What Are the Benefits of Owning Common Stock?

News channels, the internet and even newspapers are always bombarding us with common stock prices, telling the world if a determined share went up or down. But, what is common stock? Is the only kind of stock that exists in the market? Or are there other ones? And which one is the best for investing? Let's find out more the true common stock definition and how they can improve your future.

What Is Common Stock?


Common stock is the most basic kind of stock that a company can emit. Owning common stock from a company means that the stockowner owns a piece of the company. This ownership can be executed through his voting rights: one share, one vote. Proprietors of common stock can choose the members of the board and even decide determined policies.
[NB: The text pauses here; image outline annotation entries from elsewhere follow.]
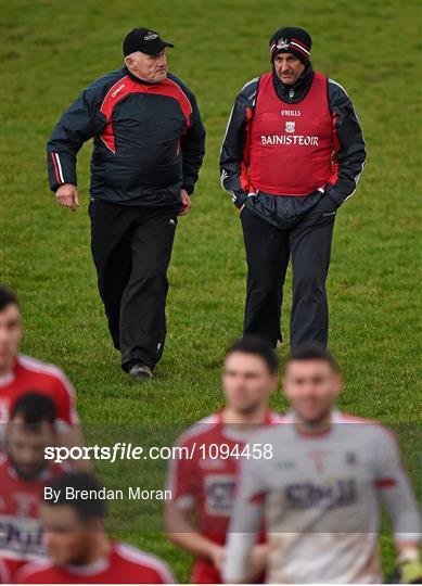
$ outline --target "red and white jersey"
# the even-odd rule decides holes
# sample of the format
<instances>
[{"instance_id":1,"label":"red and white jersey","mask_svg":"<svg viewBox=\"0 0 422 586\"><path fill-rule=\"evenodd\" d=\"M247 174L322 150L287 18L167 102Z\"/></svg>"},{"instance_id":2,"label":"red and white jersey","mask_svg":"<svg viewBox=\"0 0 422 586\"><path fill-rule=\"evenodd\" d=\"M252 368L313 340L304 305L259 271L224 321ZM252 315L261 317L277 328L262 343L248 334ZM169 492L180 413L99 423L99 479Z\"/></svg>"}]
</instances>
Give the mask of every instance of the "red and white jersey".
<instances>
[{"instance_id":1,"label":"red and white jersey","mask_svg":"<svg viewBox=\"0 0 422 586\"><path fill-rule=\"evenodd\" d=\"M20 584L176 584L162 560L120 543L112 544L107 558L87 565L28 564L17 579Z\"/></svg>"},{"instance_id":2,"label":"red and white jersey","mask_svg":"<svg viewBox=\"0 0 422 586\"><path fill-rule=\"evenodd\" d=\"M46 559L39 507L43 488L63 473L50 466L37 480L22 480L4 455L0 460L0 559L10 576L29 561Z\"/></svg>"},{"instance_id":3,"label":"red and white jersey","mask_svg":"<svg viewBox=\"0 0 422 586\"><path fill-rule=\"evenodd\" d=\"M320 435L300 434L293 416L251 437L272 457L244 460L223 576L242 582L254 536L265 521L267 581L379 583L379 505L396 542L418 542L420 519L393 433L378 422L334 411Z\"/></svg>"},{"instance_id":4,"label":"red and white jersey","mask_svg":"<svg viewBox=\"0 0 422 586\"><path fill-rule=\"evenodd\" d=\"M266 425L279 423L281 416L268 412ZM251 431L241 432L225 425L221 413L212 415L188 430L177 445L187 447L192 459L175 459L170 463L167 488L174 502L186 510L195 510L197 531L208 539L223 545L233 509L239 464L236 457L247 444ZM239 426L238 426L239 428ZM255 428L256 430L256 428ZM219 446L234 451L232 457L218 457ZM207 560L197 560L192 582L219 583L219 572Z\"/></svg>"},{"instance_id":5,"label":"red and white jersey","mask_svg":"<svg viewBox=\"0 0 422 586\"><path fill-rule=\"evenodd\" d=\"M78 423L75 391L66 375L53 365L21 354L15 360L13 372L0 377L0 425L9 421L13 405L28 391L53 399L60 424Z\"/></svg>"}]
</instances>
Besides the voting rights, there are occasions in which common stock owners have pre-emptive rights. These rights permit common stock owners the possibility of owning the same percentage of the company in case the organizations emits new stock. So, any common stock owner can buy, if he chooses to do so, an additional percentage of stock in order to maintain his level of ownership of the corporation.
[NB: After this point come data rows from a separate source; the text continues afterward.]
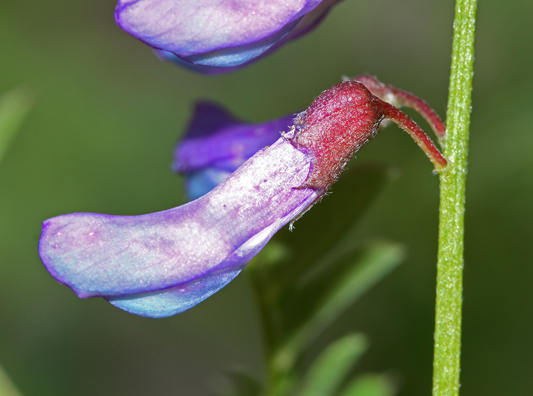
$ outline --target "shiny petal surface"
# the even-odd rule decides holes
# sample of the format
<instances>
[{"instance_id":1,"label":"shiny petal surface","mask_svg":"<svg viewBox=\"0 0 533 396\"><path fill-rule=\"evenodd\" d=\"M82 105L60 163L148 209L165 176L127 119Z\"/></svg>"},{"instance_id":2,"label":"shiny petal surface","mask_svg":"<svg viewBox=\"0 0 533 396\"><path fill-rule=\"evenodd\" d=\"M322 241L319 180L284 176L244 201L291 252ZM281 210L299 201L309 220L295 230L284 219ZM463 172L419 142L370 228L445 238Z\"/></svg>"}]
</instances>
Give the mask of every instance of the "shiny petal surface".
<instances>
[{"instance_id":1,"label":"shiny petal surface","mask_svg":"<svg viewBox=\"0 0 533 396\"><path fill-rule=\"evenodd\" d=\"M280 139L209 194L177 208L46 220L39 254L80 297L105 297L147 316L182 312L225 286L313 202L314 190L297 188L310 167L306 155ZM158 307L165 301L167 308Z\"/></svg>"}]
</instances>

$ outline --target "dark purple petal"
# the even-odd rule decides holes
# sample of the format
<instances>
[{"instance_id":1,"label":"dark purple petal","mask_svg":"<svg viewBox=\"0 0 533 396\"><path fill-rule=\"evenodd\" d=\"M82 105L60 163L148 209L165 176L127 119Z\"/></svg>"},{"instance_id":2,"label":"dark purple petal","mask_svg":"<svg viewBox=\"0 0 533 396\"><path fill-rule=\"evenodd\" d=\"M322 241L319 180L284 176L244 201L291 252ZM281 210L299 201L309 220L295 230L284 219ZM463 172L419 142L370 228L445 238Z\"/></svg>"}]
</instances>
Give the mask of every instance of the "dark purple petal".
<instances>
[{"instance_id":1,"label":"dark purple petal","mask_svg":"<svg viewBox=\"0 0 533 396\"><path fill-rule=\"evenodd\" d=\"M212 103L197 105L185 137L174 151L172 169L189 174L205 168L232 172L272 144L294 123L290 114L259 124L239 122Z\"/></svg>"}]
</instances>

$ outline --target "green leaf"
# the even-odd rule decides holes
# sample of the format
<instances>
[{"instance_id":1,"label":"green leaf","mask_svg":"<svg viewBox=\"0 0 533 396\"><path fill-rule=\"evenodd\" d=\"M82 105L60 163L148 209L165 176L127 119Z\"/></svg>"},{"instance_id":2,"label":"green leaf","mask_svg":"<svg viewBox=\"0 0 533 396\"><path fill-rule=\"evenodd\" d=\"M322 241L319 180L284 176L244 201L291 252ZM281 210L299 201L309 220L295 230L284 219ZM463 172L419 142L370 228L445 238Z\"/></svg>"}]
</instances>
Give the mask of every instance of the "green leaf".
<instances>
[{"instance_id":1,"label":"green leaf","mask_svg":"<svg viewBox=\"0 0 533 396\"><path fill-rule=\"evenodd\" d=\"M232 396L257 396L262 390L262 386L256 379L241 373L228 374L233 385Z\"/></svg>"},{"instance_id":2,"label":"green leaf","mask_svg":"<svg viewBox=\"0 0 533 396\"><path fill-rule=\"evenodd\" d=\"M0 162L33 101L32 96L21 88L0 96Z\"/></svg>"},{"instance_id":3,"label":"green leaf","mask_svg":"<svg viewBox=\"0 0 533 396\"><path fill-rule=\"evenodd\" d=\"M369 206L390 175L388 168L356 167L341 175L326 196L296 223L280 230L246 268L263 321L267 350L279 347L291 331L293 312L284 300L297 280L325 256ZM292 308L291 308L292 309ZM299 323L298 323L299 324Z\"/></svg>"},{"instance_id":4,"label":"green leaf","mask_svg":"<svg viewBox=\"0 0 533 396\"><path fill-rule=\"evenodd\" d=\"M7 375L0 367L0 396L22 396Z\"/></svg>"},{"instance_id":5,"label":"green leaf","mask_svg":"<svg viewBox=\"0 0 533 396\"><path fill-rule=\"evenodd\" d=\"M367 349L362 334L352 334L330 344L308 371L300 396L331 396Z\"/></svg>"},{"instance_id":6,"label":"green leaf","mask_svg":"<svg viewBox=\"0 0 533 396\"><path fill-rule=\"evenodd\" d=\"M352 381L339 396L393 396L395 387L384 374L363 374Z\"/></svg>"},{"instance_id":7,"label":"green leaf","mask_svg":"<svg viewBox=\"0 0 533 396\"><path fill-rule=\"evenodd\" d=\"M328 268L317 271L310 277L303 289L295 288L296 296L301 294L301 310L306 301L309 305L313 304L313 293L320 295L322 289L327 292L320 303L313 305L314 310L303 324L273 354L273 369L279 372L292 370L311 343L363 293L401 262L404 255L404 249L400 244L374 241L358 252L356 259L350 256L352 259L345 262L348 265L334 266L333 269L338 271L332 271L332 274L327 273ZM332 286L326 288L328 283ZM296 307L294 304L292 312Z\"/></svg>"}]
</instances>

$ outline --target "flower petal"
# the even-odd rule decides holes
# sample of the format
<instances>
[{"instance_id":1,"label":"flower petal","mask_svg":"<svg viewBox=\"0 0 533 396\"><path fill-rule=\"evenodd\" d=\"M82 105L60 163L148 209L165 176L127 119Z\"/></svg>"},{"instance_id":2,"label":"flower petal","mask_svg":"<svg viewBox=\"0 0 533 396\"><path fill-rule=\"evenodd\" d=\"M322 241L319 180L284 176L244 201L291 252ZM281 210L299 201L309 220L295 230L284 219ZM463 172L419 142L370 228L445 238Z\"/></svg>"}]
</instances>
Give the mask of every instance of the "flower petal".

Finally, common stock owners can receive dividends for their shares. If the board of directors approves common stock dividends, a determined amount of money is distributed among the thousands of people who have bought common stock. For example, let's say that the board of directors decided to pay $0.01 per share and that a determined individual owns 10,000 shares. That means that he will receive dividends for $100.
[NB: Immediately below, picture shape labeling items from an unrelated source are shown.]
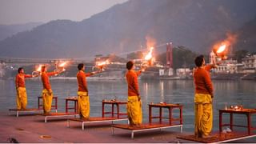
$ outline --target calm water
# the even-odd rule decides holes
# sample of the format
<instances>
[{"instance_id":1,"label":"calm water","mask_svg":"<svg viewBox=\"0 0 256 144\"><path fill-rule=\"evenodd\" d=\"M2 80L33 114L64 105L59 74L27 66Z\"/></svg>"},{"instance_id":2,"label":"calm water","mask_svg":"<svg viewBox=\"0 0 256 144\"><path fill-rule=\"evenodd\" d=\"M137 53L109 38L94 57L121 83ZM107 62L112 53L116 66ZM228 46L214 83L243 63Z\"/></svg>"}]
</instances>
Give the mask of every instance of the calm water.
<instances>
[{"instance_id":1,"label":"calm water","mask_svg":"<svg viewBox=\"0 0 256 144\"><path fill-rule=\"evenodd\" d=\"M58 110L64 111L67 96L76 95L75 80L51 80L55 96L58 97ZM218 130L218 109L224 108L225 102L238 105L242 102L244 107L256 108L256 82L254 81L214 81L214 130ZM194 85L193 81L143 81L139 82L142 99L143 122L148 122L147 103L166 102L181 103L184 106L184 130L194 130ZM88 82L90 99L90 115L100 116L102 99L126 99L127 88L125 81ZM38 80L26 80L28 107L37 107L41 95L42 82ZM14 80L0 80L0 110L7 111L15 107L15 87ZM125 110L125 107L122 108ZM154 111L156 114L157 111ZM174 116L178 114L174 114ZM225 117L228 120L228 117ZM244 115L235 115L234 122L246 125ZM256 125L256 117L253 117Z\"/></svg>"}]
</instances>

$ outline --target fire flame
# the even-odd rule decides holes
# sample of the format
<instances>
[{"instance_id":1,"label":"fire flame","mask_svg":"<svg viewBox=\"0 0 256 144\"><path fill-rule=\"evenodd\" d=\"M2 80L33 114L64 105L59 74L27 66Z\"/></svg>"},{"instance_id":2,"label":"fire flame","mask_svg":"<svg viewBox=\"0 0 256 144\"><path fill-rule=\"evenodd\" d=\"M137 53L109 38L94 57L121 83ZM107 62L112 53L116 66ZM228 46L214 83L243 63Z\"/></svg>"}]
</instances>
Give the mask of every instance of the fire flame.
<instances>
[{"instance_id":1,"label":"fire flame","mask_svg":"<svg viewBox=\"0 0 256 144\"><path fill-rule=\"evenodd\" d=\"M216 51L217 53L220 54L222 53L225 50L226 50L226 46L222 45L221 46L219 46L219 48L218 49L218 50Z\"/></svg>"},{"instance_id":2,"label":"fire flame","mask_svg":"<svg viewBox=\"0 0 256 144\"><path fill-rule=\"evenodd\" d=\"M151 59L152 58L152 52L153 52L153 50L154 50L154 47L151 47L150 48L150 52L146 55L146 57L145 57L145 60L150 60L150 59Z\"/></svg>"},{"instance_id":3,"label":"fire flame","mask_svg":"<svg viewBox=\"0 0 256 144\"><path fill-rule=\"evenodd\" d=\"M214 44L213 51L216 56L220 57L222 59L226 59L227 54L232 51L232 46L236 42L237 35L232 34L226 34L227 38L223 41L218 42Z\"/></svg>"},{"instance_id":4,"label":"fire flame","mask_svg":"<svg viewBox=\"0 0 256 144\"><path fill-rule=\"evenodd\" d=\"M37 68L36 71L40 72L41 70L42 70L42 66L43 66L43 65L39 65L38 67Z\"/></svg>"},{"instance_id":5,"label":"fire flame","mask_svg":"<svg viewBox=\"0 0 256 144\"><path fill-rule=\"evenodd\" d=\"M107 65L107 64L110 64L110 61L109 61L108 59L106 60L106 61L104 61L104 62L97 62L97 63L96 63L96 65L97 65L98 66L102 66Z\"/></svg>"},{"instance_id":6,"label":"fire flame","mask_svg":"<svg viewBox=\"0 0 256 144\"><path fill-rule=\"evenodd\" d=\"M61 64L58 65L59 67L64 67L64 66L66 64L67 62L64 62Z\"/></svg>"}]
</instances>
What Is The Difference Between Common Stock And Preferred Stock?


Besides common stock, there is another type of shares that is called preferred stock. The difference between common and preferred stock is that preferred stock has additional benefits. Maybe the most important one is that the dividends obtained by a company are distributed, first, among owners of preferred stock.

But, there is an additional plus. In case the company goes through a process of insolvency or bankruptcy, the first stockowners who are going to receive a payment for their shares are the ones who own preferred stock. Meanwhile, common stock owners have to wait until the end and hope that there is some money left for them (which, in the majority of cases, doesn't happen). In this case, common stock prices won't be enough to save the capital that has been invested by the shareholder.

The second big difference is that the dividends paid by preferred stock are much bigger than the ones paid by common stock. Preferred stock owners receive pre-defined payments, while common stock owners depend on the decision of the board of directors. As a consequence, preferred stock owners can use their shares as a fixed-income security.

There are many kinds of preferred stock. For example, there is the Convertible Preferred Stock. In this kind of stock, the stock owner has the option of converting his preferred stock into common stock at a determined price. Another type of preferred stock is the Perpetual Preferred Stock, where the owner of the stock hasn't a set date for receiving their invested capital. The dividends on this type of preferred stock simply accumulate over each other until the board of directors makes a decision.